Cartier, qui fait partie du groupe Richemont qui comprend Van Cleef & Arpels et Piaget, est membre du Responsible Jewellery Council, qui établit des normes de transparence pour les chaînes d'approvisionnement qui desservent les industries de la joaillerie et de l'horlogerie.

Elle fait également partie du Coloured Gemstones Working Group, une alliance créée par Chopard, Gemfields, les groupes Kering et LVMH, les sociétés Muzo, Swarovski et d'autres, pour assurer un approvisionnement responsable en matières premières pour l'industrie de la joaillerie.

Pour retracer l'origine des pierres qu'il achète, Cartier - comme de nombreux joailliers dont le siège social est situé sur la place Vendôme à Paris, le centre mondial de la haute joaillerie - exige plusieurs rapports de laboratoires de gemmologie fiables.

« Pour les pierres d'une valeur de plus de 500 000 $, les maisons de joaillerie exigent deux rapports de laboratoire de leur choix de trois laboratoires de confiance », a déclaré M. Decque d'Imagem. "Si un laboratoire fait des erreurs ou produit un faux rapport, il est rapidement discrédité. En tant que revendeurs, nous ne pouvons pas risquer de perdre un client en fournissant des rapports non fiables."

Les tests au Laboratoire français de gemmologie à Paris, par exemple, sont effectués sans informations sur le propriétaire d'une gemme ou sur l'historique d'extraction de la pierre.

"Nous publions un rapport d'analyse", a déclaré Aurélien Delaunay, le directeur du laboratoire, "basé sur des tests approfondis utilisant des équipements de pointe pour identifier la nature de la pierre, tout traitement pour améliorer sa couleur, et son origine géographique. "

Pourtant, sans une chaîne de contrôle directe et fiable de la mine au laboratoire de test, déterminer l'origine d'une pierre précieuse est une question de jugement. "Seuls le mineur et Dieu savent avec certitude où une pierre a été extraite", a déclaré M. Pardieu.

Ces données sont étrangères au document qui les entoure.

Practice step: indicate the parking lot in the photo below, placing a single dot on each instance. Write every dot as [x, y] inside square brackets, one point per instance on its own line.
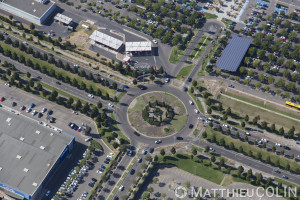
[62, 117]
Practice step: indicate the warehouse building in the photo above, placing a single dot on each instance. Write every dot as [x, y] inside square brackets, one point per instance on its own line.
[138, 46]
[35, 11]
[30, 153]
[106, 40]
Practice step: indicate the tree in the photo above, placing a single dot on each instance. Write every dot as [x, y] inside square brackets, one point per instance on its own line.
[146, 195]
[152, 77]
[173, 150]
[162, 152]
[213, 158]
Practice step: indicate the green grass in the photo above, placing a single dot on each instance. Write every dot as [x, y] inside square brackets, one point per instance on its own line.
[178, 122]
[226, 22]
[284, 182]
[185, 71]
[118, 131]
[63, 93]
[184, 162]
[197, 101]
[200, 47]
[175, 55]
[119, 97]
[57, 70]
[261, 105]
[246, 147]
[210, 16]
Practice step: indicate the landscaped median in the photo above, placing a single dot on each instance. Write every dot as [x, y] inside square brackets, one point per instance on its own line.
[200, 47]
[243, 147]
[184, 72]
[175, 55]
[105, 175]
[112, 194]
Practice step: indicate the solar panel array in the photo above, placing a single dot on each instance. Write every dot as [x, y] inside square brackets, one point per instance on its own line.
[234, 53]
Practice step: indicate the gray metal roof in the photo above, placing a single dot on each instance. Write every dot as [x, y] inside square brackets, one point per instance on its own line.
[233, 54]
[30, 6]
[28, 151]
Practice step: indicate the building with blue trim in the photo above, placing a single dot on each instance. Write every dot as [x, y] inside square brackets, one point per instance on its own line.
[30, 153]
[35, 11]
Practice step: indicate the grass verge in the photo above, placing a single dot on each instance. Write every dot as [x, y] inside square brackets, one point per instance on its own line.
[184, 72]
[175, 55]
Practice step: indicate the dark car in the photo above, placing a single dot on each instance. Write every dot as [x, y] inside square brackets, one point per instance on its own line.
[132, 171]
[142, 87]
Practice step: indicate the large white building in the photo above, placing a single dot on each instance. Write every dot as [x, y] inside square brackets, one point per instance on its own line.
[35, 11]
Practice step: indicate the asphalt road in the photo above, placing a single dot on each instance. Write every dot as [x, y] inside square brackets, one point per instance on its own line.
[64, 61]
[132, 93]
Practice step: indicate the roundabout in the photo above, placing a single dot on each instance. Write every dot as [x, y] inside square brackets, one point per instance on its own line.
[136, 136]
[157, 114]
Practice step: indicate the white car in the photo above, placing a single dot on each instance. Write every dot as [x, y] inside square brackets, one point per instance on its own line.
[47, 193]
[74, 112]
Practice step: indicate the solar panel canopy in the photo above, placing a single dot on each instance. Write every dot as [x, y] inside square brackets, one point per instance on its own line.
[233, 54]
[138, 46]
[106, 40]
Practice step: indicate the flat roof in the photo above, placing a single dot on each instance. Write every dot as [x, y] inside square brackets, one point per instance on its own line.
[30, 6]
[28, 151]
[233, 54]
[106, 40]
[62, 18]
[138, 46]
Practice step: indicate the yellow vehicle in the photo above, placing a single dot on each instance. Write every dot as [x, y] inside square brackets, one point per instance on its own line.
[292, 105]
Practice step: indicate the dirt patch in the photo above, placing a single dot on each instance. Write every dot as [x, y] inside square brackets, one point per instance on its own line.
[139, 104]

Stefanos Karampelas, gemmologue en chef du laboratoire français, a déclaré : "L'origine est une question d'opinion basée sur notre jugement et notre expérience. Nous nous rapprochons le plus possible de la vérité."

"La difficulté est que les frontières sont poreuses en ce qui concerne les pierres précieuses", a déclaré le Dr Karampelas. "S'il y a un problème avec un pays, une pierre peut être étiquetée du pays voisin. Cela se produit avec des rubis, ou avec des émeraudes d'Afghanistan, si le marché a un problème avec les talibans."

Étant donné qu'aucune loi ou réglementation n'exige qu'une transaction de rubis inclue un rapport de laboratoire, il appartient à l'acheteur de se renseigner sur l'origine de la pierre.

"Nous ne sommes pas la police des pierres précieuses", a déclaré M. Delaunay. "Nos rapports sont entièrement transparents afin que les clients sachent ce pour quoi ils paient."